Saturday, October 05, 2013

Transformation Forever!

I spotted this in CIO magazine:

"You can't operate under a banner of transformation forever.  You've got to declare victory." - Louie Ehrlich CIO of Chevron and president of Chevron Information Technology (http://www.cio.com/article/704095/Chevron_s_CIO_Talks_Transformation_and_Why_IT_Leaders_Should_Smile)

It echoes Louis Armstrong, who when asked where he thought jazz was going, replied, "If I knew, I'd be there already!"

Which leads me to chat on about learning to program computers.  The connection being knowing where you're going.

People new to programming start with simple problems.  While this makes sense from a pedagogical perspective, it also hides the necessity of analysis.  Many beginners with an aptitude for programming "grok" the problem - the solution seems obvious without a need for analysis.  (The Car Talk guys would say that the solution was "not encumbered by the thought process.")

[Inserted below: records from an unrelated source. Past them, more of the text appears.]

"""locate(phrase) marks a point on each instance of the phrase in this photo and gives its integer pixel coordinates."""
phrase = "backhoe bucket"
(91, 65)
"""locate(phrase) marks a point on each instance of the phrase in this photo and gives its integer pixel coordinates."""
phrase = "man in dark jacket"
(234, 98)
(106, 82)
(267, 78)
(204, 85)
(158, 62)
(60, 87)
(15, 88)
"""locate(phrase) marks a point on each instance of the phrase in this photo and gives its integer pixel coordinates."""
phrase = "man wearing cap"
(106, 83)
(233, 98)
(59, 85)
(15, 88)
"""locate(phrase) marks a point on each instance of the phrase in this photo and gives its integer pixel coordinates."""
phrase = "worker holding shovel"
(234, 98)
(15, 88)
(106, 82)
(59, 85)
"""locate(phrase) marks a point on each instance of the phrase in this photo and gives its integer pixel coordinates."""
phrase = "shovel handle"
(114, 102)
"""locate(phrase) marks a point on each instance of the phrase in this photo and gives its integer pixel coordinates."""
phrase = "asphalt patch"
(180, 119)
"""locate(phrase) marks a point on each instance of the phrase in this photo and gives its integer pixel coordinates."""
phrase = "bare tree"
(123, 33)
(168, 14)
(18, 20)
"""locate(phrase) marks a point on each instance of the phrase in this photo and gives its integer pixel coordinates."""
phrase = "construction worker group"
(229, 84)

The ability to solve the introductory problems intuitively can lull a beginner (take this as a true confession) into thinking he's a "computer genius", surely an archaic term now.  As problems become progressively harder the need for planning become more obvious as those who charge ahead find that their code requires reworking and more reworking.  (From my casual observation the few female computer programming students I've seen plan more than the male students.  The result is that it will take the female students longer to code the early programs because the guys just whale away at the code until it works.  The problems at the end of a first semester course usually require the type of analysis and planning the female students seem to use from the start.)